Difficile pour un sculpteur s’intéressant aux questions du moule, de l’interstice, du pli, du creux, du socle d’ignorer et l’histoire de l’art qui les posa et le contexte artistique contemporain qui les reposa. Piero Della Francesca, Rodin, Duchamp, Brancusi ; Rachel Whiteread, Étienne Bossut, Anish Kapoor, Didier Vermeiren, Katinka Boch. Eva Esse. Parmi beaucoup d’autres. Difficile aussi de n’avoir pas été sensible à la constance dont Henry Moore fit preuve dans sa folle entreprise de sculpter des trous. Concevoir et réaliser une oeuvre singulière et personnelle dans la pleine conscience de ce qui existe, dans le savoir patiemment acquis des moyens requis à cette fin, voilà le programme que s’est fixé Pascal Jounier Trémelo.

Les objets que produit Pascal Jounier Trémelo peuvent se répartir en diverses catégories : les grandes pièces et les petites pièces, les sculptures provenant de référents identifiables et celles qui n’en sont pas issues, ce qui cacherait (sans que cela soit d’un intérêt majeur) l’éternel dichotomie figuratif/abstrait. De par les matériaux utilisés, on peut cependant affirmer que tous ressortissent peu ou prou de l’univers de la construction (architecture, maçonnerie) et de la domesticité (mobilier, tapis, vêtements, textiles, contenants divers). Toutes les oeuvres de Pascal Jounier Trémelo sont réalisées par lui, manuellement. C’est donc bien le faire qui préside à son travail. Toutefois, et c’est ce qui le caractérise largement, les processus qu’il met en place lui permettent, dans une certaine mesure, de laisser faire. On sait en effet que le moulage, qui est l’art de créer du vide2 , repose sur l’acceptation qu’une part essentielle du processus échappe à l’agent. Quand on coule de la fonte ou du plâtre, une fois le cadre posé, on entre dans le royaume de la cécité, on travaille à l’aveugle. Il est toutefois plus juste de dire qu’on laisse travailler. C’est sur cette crête entre maitrise et abandon que se tient la sculpture de Pascal Jounier Trémelo.
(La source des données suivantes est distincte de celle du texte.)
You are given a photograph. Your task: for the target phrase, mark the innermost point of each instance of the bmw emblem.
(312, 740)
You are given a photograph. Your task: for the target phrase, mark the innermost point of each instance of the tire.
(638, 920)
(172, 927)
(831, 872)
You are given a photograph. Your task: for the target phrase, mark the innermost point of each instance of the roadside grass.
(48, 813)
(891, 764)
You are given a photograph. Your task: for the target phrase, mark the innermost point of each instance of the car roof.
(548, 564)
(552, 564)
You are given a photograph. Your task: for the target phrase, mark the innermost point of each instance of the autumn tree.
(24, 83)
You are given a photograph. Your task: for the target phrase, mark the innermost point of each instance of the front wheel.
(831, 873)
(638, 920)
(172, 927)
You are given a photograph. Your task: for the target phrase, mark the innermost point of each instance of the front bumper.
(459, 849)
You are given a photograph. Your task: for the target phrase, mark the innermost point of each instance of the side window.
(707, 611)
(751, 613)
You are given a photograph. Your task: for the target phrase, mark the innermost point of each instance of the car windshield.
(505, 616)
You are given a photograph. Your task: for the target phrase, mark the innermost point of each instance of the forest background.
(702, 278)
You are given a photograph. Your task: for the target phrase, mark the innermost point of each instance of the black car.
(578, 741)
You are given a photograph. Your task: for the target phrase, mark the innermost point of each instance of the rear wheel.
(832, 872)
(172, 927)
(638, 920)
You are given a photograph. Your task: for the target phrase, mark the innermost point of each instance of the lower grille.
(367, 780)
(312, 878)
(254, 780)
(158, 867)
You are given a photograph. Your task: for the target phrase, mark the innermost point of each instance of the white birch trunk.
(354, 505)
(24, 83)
Moule et moulage sont ici les maitres-mots. L’artiste dit : « Je pratique une sorte de maçonnerie expérimentale ». Le moulage est l’action qui permet, par empreinte, de produire un moule. C’est dans ce moule qu’on verse la substance qui, en durcissant, donne un objet proche de l’objet qui fut le support du moulage. C’est donc un procédé de reproduction. Les façons « d’empreinter » un corps sont multiples depuis le panneggio bagnato de Phidias3 . Pascal Jounier Trémelo en utilise plusieurs dont les plus courants consistent à enduire l’objet d’un jus de plâtre apposé par couches, éventuellement renforcé par de la toile de jute spéciale et terminé par un ajout de filasse. Le plus délicat est moins d’enduire que, une fois les couches prises, de décoffrer les supports, l’objet choisi en premier lieu, mais aussi les divers éléments sur lesquels il est posé. Par exemple, le tapis coco qui se trouve à l’origine de la pièce intitulée Récif CaC034 reposait sur une montagne de morceaux de bois, de palettes, de parpaings, etc. Cet arrachage qui va permettre de dégager la pièce s’avère extrêmement périlleux. Cela a donné lieu à des oeuvres de grandes dimensions qui sont, à mes yeux, parmi les plus belles que l’artiste ait produites. Celle citée à l’instant n’est pas sans points communs avec Baliste Épilithe qui, elle est le moule obtenu d’une couverture en laine rouge, ce qui confère à ce drapé une tonalité rose, traces des poils restés en surface. La robuste splendeur de cette pièce tient à son apparence baroque de coquillage ou de nymphéa qui n’est pas sans rappeler également les fleurs des peintures de Georgia O’Keeffe aux délicates allusions séraphiques et sexuelles.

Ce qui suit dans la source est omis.